The DynamicsModel shows how to differentiate basic forward dynamics computed using the Newton-Euler equations of motion. The RolloutCostModel shows how to differentiate a scalar cost function of the system state and input forward simulated over a time horizon, similar to what may be used for model predictive control.
There are Python scripts that:
- show how to use the auto-differentiated models from Python, and
- compare the performance (both startup and runtime) with JAX, a popular Python autodiff library.
First, follow the instructions to install CppADCodeGenEigenPy.
Next, get a copy of this repo:
git clone https://github.com/adamheins/CppADCodeGenEigenPy-dynamics-example.git
cd CppADCodeGenEigenPy-dynamics-example
Compile the auto-differentiated models:
# this compiles the program to generate the model
make compiler
# use the program compiled by the above line to actually produce the model
# (which is shared object .so file)
make model
If you get an error about not being able to find an Eigen header, you may have to change the path to the Eigen include directory in the Makefile.

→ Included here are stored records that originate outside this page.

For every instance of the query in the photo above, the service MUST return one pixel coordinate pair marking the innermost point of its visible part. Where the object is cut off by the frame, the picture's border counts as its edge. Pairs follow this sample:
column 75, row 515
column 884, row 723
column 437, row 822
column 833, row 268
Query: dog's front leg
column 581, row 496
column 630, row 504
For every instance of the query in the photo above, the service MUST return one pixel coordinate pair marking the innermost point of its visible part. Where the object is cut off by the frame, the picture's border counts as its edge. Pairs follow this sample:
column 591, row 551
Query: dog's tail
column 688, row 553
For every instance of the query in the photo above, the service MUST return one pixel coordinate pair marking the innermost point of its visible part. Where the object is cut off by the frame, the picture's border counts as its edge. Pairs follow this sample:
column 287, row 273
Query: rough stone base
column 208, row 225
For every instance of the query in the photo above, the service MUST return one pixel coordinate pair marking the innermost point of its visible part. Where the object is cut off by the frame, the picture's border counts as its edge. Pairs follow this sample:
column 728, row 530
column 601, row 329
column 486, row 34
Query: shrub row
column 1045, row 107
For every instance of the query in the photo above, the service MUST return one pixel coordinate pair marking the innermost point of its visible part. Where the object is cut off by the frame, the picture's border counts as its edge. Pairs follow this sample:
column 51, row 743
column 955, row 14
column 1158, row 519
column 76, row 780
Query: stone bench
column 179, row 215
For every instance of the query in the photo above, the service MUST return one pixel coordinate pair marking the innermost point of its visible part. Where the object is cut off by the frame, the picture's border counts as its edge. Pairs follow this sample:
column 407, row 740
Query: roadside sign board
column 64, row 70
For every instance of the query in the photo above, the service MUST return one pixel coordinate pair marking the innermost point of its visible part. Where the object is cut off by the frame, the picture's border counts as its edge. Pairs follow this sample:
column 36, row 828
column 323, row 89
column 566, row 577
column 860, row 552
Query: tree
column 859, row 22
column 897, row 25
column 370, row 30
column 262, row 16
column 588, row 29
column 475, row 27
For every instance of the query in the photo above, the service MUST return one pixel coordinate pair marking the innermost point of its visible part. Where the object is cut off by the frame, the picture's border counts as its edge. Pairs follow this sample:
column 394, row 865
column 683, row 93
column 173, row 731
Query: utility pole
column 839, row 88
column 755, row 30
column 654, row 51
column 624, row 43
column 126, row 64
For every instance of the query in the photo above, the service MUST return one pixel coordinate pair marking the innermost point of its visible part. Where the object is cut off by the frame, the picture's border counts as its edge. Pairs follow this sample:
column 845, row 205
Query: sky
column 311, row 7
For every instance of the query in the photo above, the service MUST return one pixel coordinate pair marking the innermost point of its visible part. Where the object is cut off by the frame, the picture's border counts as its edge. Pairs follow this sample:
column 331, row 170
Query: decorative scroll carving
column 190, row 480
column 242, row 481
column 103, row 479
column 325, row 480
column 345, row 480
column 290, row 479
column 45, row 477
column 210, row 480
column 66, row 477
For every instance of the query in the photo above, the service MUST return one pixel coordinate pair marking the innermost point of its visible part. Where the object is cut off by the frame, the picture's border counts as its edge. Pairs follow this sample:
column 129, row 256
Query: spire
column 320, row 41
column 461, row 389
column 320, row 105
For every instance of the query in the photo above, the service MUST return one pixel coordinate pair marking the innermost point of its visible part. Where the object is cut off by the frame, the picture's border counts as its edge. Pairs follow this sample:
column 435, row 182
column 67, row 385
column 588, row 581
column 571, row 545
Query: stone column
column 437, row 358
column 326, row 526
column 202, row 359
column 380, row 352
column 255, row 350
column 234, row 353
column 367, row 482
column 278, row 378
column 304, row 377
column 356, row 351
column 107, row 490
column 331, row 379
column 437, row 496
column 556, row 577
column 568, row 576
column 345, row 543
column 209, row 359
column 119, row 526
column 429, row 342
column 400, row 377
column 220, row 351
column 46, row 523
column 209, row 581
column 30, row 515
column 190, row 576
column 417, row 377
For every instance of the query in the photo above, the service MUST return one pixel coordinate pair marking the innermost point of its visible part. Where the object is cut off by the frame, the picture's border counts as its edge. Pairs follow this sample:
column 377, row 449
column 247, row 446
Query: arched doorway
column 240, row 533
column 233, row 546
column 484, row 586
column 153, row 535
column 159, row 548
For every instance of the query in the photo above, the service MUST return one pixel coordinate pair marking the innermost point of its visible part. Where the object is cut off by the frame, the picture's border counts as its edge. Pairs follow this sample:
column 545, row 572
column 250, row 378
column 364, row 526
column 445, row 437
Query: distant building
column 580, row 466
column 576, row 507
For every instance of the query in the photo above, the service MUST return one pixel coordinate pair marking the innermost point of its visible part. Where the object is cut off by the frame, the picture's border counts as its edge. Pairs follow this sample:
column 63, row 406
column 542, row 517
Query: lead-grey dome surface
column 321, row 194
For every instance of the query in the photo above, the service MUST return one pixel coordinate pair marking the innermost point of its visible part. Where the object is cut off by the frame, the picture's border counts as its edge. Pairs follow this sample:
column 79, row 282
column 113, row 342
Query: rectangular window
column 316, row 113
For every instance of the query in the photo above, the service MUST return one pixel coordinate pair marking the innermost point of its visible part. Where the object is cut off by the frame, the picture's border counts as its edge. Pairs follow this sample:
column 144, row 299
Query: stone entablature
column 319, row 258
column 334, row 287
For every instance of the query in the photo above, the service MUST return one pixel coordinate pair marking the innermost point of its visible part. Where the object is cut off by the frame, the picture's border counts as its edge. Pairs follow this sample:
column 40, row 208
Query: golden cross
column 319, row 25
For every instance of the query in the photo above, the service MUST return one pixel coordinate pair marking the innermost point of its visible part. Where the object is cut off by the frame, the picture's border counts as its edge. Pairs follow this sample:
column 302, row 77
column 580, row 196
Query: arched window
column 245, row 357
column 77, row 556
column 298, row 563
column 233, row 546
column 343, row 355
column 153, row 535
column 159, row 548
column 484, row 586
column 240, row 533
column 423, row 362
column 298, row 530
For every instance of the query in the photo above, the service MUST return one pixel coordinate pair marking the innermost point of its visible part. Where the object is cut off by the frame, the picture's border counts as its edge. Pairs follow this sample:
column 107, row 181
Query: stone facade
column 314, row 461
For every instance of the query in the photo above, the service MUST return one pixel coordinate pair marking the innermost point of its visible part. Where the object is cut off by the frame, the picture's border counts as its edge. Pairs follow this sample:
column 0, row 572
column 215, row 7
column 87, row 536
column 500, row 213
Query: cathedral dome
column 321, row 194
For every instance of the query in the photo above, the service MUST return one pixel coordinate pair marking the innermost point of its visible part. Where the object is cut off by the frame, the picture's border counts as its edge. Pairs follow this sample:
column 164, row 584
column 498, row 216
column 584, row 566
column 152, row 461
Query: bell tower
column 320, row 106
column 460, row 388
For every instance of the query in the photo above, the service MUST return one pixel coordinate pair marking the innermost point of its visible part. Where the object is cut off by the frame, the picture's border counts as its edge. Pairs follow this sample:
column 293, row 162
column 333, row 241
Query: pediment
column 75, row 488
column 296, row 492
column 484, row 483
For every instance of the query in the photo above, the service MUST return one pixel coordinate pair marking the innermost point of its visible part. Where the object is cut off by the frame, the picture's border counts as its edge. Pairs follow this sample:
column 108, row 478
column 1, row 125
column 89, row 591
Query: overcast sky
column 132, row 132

Install required Python dependencies (note that Python 3 is expected):
pip install -r requirements.txt
Test out the models using the provided scripts:
python scripts/test_dynamics_model.py
python scripts/test_rollout_model.py
These scripts print information about the execution time for the compiled model and the equivalent JAX model, and assert that both models produce equivalent results.
On my system, loading the C++ RolloutCostModel takes under 1 millisecond,
whereas the equivalent JAX model takes about 5 seconds, since it has to JIT
compile each time the script is run. After the initial compilation, evaluating
the Jacobians is also about an order of magnitude faster using the C++ model.